ROANOKE TIMES

                         Roanoke Times
                 Copyright (c) 1995, Landmark Communications, Inc.

DATE: THURSDAY, May 10, 1990                   TAG: 9005100484
SECTION: EDITORIAL                    PAGE: A15   EDITION: METRO 
SOURCE: RICHARD MORIN
DATELINE:                                 LENGTH: Long


15 YEARS LATER

THREE BOYS who received high school diplomas with me 23 years ago next month would die in Vietnam. John Burich, a grade-school friend, was one. He died in 1969 and left behind a 19-year-old widow, also a friend and also a graduate of the San Pedro (Calif.) High School class of '67.

Fifteen years after its ungraceful end, the Vietnam War continues to invoke conflict, fascination and memories. Vietnam recently made the cover of Time magazine. ABC News recently broadcast a special on Vietnam and Southeast Asia. The Khmer Rouge continues to rage across the killing fields of Cambodia.

Americans remain understandably preoccupied with Vietnam and the war. A Gallup survey in 1987 asked a national sample of adults which of a list of 13 events in this century most shaped their views. The Vietnam War (19 percent) led that list, followed by the Great Depression (12 percent) and the Reagan presidency (10 percent).

The debate over Vietnam has changed surprisingly little from the early '70s. Great division still exists over whether we should have been involved in that war. A majority of Americans remains sharply critical of the way the war was conducted.

Four years ago, The Washington Post and ABC News asked a national sample of adults whether, in hindsight, the United States should have avoided sending troops to Vietnam, or should have sent troops but "gone all out to win the war."

About half - 54 percent - said the United States should not have sent troops. Another 36 percent said the United States was right to have entered the war and should have "gone all out to win." The rest were undecided.

Support for Vietnam was greatest among older people, the generation who lost children in the war. That generation's children, the Baby Boomers, remain strongly opposed, and the attitudes of younger Americans suggest great ambivalence to the war.

An April survey by Yankelovich Clancey Shulman for Time magazine produced roughly similar results: 57 percent said the United States was wrong to have gotten involved in the Vietnam War, 29 percent said it was right and 14 percent were undecided.

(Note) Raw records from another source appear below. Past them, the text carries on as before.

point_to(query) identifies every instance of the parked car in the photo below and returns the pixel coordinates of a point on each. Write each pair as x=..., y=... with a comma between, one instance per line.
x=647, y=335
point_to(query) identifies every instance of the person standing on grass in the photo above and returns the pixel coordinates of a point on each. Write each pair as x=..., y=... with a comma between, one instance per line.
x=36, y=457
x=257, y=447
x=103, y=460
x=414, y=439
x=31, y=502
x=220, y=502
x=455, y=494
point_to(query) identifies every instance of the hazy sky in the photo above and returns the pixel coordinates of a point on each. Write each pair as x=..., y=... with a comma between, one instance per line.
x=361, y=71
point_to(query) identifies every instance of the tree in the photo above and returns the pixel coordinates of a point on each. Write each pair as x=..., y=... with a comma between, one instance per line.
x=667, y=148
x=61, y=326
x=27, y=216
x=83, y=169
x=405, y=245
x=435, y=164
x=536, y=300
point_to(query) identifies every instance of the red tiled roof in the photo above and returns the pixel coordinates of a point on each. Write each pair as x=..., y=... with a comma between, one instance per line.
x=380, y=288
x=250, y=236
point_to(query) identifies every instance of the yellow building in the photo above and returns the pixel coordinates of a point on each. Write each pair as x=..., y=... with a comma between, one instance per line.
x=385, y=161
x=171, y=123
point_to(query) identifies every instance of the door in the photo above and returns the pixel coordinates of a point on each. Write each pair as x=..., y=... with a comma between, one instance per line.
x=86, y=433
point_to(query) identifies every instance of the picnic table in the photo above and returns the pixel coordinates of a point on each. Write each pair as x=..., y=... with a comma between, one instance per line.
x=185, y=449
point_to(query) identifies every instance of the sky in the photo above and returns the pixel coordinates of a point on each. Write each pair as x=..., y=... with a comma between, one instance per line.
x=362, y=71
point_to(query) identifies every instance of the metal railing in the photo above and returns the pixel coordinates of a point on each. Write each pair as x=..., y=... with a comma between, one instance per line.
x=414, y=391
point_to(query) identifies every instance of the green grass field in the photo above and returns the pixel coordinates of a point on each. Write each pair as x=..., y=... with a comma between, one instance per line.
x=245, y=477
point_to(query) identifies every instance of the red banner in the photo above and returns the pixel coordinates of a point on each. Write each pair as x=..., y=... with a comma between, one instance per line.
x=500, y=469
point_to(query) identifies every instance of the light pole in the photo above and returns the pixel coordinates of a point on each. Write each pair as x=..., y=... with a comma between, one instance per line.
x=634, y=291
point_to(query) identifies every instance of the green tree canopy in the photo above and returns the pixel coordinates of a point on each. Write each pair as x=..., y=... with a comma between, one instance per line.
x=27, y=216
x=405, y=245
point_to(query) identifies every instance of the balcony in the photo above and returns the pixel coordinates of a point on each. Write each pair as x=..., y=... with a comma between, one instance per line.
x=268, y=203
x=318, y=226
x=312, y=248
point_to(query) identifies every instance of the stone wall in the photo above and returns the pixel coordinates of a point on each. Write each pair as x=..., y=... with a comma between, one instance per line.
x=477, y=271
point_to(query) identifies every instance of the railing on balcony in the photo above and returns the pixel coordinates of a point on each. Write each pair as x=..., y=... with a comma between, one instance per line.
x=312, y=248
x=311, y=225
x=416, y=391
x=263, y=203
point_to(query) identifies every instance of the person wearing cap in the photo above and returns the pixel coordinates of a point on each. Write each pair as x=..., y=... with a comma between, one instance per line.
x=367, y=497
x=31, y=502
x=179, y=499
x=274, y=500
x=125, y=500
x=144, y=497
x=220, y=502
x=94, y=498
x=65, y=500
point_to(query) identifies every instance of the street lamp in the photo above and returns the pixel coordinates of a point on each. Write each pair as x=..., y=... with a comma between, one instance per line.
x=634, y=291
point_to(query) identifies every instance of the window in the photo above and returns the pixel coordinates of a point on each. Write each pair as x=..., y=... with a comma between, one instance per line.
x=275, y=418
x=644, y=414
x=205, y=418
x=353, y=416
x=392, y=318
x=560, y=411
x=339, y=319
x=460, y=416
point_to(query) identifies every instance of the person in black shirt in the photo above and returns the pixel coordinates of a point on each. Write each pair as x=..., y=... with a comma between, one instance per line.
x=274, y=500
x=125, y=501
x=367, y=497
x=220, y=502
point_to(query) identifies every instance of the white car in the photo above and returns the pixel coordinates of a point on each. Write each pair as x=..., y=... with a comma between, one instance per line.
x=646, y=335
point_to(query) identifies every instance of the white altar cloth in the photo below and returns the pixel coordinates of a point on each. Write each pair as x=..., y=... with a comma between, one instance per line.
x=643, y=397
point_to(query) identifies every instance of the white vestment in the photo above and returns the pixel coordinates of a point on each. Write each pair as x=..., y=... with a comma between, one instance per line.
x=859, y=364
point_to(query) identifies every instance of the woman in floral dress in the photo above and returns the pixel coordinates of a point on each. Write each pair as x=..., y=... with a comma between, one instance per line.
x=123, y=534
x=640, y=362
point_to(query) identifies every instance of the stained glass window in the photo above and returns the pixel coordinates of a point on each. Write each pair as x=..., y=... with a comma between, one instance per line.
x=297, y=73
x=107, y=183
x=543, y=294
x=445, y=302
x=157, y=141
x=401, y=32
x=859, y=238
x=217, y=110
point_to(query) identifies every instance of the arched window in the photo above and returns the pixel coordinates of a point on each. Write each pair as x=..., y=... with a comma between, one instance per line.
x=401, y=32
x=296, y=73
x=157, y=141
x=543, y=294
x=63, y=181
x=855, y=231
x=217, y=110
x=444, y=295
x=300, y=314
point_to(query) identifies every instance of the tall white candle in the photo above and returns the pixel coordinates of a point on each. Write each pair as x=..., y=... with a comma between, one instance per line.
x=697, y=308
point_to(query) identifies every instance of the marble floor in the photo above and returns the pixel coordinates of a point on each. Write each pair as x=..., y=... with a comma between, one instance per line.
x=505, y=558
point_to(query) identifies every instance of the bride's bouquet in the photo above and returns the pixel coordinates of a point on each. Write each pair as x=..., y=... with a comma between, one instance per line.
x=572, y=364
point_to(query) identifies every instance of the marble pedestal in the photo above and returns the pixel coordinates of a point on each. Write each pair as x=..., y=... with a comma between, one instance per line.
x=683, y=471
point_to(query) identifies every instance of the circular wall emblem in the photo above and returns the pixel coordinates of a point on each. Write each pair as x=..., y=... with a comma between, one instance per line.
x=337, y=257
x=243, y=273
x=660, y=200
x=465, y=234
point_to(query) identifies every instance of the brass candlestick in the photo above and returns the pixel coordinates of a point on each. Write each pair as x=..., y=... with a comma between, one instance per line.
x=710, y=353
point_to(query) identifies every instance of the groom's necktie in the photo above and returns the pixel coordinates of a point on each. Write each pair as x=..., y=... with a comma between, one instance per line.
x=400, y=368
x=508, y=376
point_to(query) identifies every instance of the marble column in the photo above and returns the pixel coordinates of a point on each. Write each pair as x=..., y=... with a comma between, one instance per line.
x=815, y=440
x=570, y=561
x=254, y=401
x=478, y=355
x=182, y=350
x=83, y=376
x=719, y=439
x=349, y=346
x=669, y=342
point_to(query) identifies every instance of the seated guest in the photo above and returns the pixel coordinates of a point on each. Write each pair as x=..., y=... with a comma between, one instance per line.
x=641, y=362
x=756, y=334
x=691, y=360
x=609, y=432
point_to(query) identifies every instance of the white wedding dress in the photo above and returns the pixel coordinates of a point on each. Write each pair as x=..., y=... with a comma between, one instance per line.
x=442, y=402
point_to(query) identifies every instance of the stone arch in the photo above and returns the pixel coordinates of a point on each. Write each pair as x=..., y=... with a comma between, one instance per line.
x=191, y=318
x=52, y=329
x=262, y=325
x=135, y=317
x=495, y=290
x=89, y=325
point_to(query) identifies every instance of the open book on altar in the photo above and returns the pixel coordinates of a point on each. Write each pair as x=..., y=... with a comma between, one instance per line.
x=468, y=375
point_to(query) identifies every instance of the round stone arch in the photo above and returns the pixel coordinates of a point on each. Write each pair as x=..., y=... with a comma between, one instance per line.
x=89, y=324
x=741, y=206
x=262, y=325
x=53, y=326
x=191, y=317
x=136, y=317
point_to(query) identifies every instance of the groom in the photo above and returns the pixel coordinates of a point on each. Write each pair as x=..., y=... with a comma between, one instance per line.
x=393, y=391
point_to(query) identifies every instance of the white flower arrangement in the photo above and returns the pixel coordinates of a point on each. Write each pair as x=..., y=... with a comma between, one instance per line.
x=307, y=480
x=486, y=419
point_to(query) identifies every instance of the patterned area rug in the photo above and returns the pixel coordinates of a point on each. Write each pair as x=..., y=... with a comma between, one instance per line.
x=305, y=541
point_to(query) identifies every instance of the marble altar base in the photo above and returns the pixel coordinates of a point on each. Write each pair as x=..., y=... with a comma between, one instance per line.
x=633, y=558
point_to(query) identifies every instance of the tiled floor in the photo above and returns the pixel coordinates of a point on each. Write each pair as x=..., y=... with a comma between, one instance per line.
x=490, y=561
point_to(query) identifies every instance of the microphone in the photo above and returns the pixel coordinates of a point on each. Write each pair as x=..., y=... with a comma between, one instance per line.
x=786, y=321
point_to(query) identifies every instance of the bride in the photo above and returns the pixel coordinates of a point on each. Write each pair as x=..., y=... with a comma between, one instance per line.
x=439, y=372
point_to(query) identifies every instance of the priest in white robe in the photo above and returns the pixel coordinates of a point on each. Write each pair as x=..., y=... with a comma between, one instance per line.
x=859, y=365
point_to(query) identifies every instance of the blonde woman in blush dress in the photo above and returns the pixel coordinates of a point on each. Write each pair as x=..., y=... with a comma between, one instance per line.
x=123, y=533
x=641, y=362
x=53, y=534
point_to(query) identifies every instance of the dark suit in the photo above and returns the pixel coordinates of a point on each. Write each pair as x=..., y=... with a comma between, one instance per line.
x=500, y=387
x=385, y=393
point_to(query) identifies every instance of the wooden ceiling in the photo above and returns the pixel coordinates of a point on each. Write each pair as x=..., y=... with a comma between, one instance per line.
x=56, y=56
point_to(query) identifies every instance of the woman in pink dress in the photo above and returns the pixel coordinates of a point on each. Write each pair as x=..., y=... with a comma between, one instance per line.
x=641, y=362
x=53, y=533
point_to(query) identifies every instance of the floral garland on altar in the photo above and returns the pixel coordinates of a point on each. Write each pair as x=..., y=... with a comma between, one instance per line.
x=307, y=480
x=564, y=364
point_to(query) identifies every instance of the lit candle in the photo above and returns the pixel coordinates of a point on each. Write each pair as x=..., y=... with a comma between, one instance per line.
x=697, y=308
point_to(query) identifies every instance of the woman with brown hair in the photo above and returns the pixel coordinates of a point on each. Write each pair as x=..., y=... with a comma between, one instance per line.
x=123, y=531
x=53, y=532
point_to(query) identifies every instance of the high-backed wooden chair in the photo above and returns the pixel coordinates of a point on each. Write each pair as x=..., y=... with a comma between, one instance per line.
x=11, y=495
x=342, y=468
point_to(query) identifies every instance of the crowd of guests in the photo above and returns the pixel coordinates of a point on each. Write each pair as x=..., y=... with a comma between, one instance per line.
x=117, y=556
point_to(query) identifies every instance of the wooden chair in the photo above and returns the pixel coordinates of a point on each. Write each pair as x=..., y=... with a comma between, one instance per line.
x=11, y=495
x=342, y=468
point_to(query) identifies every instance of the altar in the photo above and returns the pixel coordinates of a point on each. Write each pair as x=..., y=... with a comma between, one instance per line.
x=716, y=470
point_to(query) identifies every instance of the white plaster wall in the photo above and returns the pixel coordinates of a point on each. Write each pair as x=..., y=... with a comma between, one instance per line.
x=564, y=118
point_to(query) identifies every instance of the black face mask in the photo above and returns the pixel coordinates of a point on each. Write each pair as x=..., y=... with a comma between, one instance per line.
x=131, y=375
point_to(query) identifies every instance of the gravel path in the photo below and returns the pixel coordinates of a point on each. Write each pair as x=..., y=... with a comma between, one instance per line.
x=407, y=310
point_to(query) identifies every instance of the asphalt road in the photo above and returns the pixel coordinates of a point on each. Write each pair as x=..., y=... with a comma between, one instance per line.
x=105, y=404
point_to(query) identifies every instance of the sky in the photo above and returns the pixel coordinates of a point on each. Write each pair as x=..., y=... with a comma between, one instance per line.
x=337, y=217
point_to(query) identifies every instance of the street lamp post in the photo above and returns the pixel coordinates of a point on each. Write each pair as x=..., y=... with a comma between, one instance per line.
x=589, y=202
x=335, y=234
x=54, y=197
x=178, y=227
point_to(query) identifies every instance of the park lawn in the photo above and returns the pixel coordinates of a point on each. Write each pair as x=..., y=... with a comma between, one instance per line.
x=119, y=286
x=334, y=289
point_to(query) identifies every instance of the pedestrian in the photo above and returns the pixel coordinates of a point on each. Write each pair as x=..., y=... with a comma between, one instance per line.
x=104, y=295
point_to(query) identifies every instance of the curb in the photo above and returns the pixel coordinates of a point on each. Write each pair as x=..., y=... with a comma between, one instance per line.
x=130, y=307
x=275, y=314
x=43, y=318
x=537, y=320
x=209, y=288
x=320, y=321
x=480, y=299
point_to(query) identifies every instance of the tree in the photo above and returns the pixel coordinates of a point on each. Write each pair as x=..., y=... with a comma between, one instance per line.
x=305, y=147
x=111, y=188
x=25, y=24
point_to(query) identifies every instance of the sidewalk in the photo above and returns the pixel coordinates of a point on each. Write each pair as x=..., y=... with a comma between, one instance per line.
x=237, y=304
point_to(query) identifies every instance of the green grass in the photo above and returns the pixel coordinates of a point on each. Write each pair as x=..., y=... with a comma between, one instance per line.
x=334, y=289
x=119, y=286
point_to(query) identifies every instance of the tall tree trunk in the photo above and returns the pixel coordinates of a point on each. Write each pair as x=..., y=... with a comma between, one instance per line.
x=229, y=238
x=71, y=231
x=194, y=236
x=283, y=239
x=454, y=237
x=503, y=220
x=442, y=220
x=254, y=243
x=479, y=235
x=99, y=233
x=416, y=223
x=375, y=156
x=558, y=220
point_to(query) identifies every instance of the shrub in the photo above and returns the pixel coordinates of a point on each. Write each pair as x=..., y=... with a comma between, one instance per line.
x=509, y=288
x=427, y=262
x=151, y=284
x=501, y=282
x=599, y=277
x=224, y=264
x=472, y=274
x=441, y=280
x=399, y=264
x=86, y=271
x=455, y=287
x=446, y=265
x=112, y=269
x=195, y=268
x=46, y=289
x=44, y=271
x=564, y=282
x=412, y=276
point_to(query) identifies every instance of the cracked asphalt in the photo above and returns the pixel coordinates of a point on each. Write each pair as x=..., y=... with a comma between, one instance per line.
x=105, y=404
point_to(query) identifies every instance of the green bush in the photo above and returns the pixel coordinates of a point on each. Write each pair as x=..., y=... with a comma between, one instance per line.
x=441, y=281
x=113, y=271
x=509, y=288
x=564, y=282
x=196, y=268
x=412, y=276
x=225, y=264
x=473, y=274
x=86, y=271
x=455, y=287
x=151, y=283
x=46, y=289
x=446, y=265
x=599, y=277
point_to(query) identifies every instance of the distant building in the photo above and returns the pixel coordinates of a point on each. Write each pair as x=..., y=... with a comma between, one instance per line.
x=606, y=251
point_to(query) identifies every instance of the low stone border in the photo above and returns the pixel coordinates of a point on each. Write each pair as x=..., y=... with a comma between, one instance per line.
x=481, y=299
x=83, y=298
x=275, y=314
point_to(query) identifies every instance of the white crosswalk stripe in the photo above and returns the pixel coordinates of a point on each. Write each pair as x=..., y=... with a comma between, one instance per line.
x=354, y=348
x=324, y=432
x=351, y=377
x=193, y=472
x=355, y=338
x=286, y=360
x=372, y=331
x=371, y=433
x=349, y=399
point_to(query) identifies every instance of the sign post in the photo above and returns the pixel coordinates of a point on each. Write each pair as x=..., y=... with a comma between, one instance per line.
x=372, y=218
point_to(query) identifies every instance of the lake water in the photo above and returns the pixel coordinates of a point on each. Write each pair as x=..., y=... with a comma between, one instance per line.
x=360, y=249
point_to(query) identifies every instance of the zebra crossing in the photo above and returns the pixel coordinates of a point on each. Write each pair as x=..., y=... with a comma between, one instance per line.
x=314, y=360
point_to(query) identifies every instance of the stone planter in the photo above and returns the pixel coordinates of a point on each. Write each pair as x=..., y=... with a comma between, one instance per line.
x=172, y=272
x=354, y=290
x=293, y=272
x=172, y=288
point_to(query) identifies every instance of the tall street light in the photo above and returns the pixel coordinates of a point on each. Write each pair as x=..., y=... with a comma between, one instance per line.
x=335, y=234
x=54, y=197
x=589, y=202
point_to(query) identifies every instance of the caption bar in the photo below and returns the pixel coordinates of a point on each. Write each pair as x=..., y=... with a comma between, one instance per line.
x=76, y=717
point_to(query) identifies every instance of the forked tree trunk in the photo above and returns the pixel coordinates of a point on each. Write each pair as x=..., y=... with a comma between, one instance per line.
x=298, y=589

And a recent Gallup poll found that 74 percent of those interviewed agreed that the "United States made a mistake sending troops to fight in Vietnam." In 1966, only 35 percent expressed a similar view.

Americans continue to believe it was the politicians who lost the war. A survey by Market Opinion Research in 1988 found that by more than a 2-1 ratio, people agreed with this statement: "We lost the Vietnam War because American political leaders did not give U.S. armed forces the full support they needed to win."

Vietnam has become a touchstone, a political reference point in the late 20th century. God help the president if his latest foreign adventure reminds the public of Vietnam. The phrase "Another Vietnam," like the phrase "another Watergate," resonates deeply with many Americans.

A few months ago, The Post and ABC News asked this question on one of our national polls: "Do you think the United States is heading for the same kind of involvement in Colombia as it had in the Vietnam War, or do you think the United States will avoid that kind of involvement this time?"

Similar questions were asked by The Post and other news organizations about the Panama invasion last December, about El Salvador and Nicaragua a few years ago, about Libya after our air strike against Gadhafi, after Marines were slaughtered in Lebanon, and after the Grenada invasion. (For the record, in each case a majority thought those actions would not lead to another Vietnam.) So it may be that one of the greatest contributions of Vietnam is to serve as a bad example.

What lessons, if any, have people learned from Vietnam? The Market Opinion Research survey two years ago attempted to answer that question.

The pollsters asked if "the Vietnam War showed that we should never again fight a ground war in Asia." No, it didn't show that, said a plurality of those interviewed.

Did it show that we've got to ban graphic TV coverage of the horrors of combat if "we are ever again to fight a tough war?" No, it didn't show that either, said more than half of those questioned. Perhaps it showed that "the U.S. cannot fight and win a guerrilla-type war." A majority again disagreed.

So what did we learn from Vietnam? The two lessons Americans said they learned were rather simple, according to the poll. Three out of four said Vietnam proved that "we should not send troops to support an ally government that does not have the support of most of its own people." And a similarly large majority also said the war showed that "the U.S. government must have the support of all its people in order to wage a war against another country."

Those are the lessons of Vietnam. They are such obvious lessons, so painfully learned.

A Gallup survey for the National Geographic Society found in 1988 that only 32 percent of a national sample of adults could correctly locate Vietnam on a map of the world.

And a more recent Gallup poll asked this question: "In the Vietnam War, was the U.S. fighting on the side of the North Vietnamese or the South Vietnamese?" A third of those interviewed didn't know, or got it wrong - including 19 percent who said the United States fought with the North Vietnamese.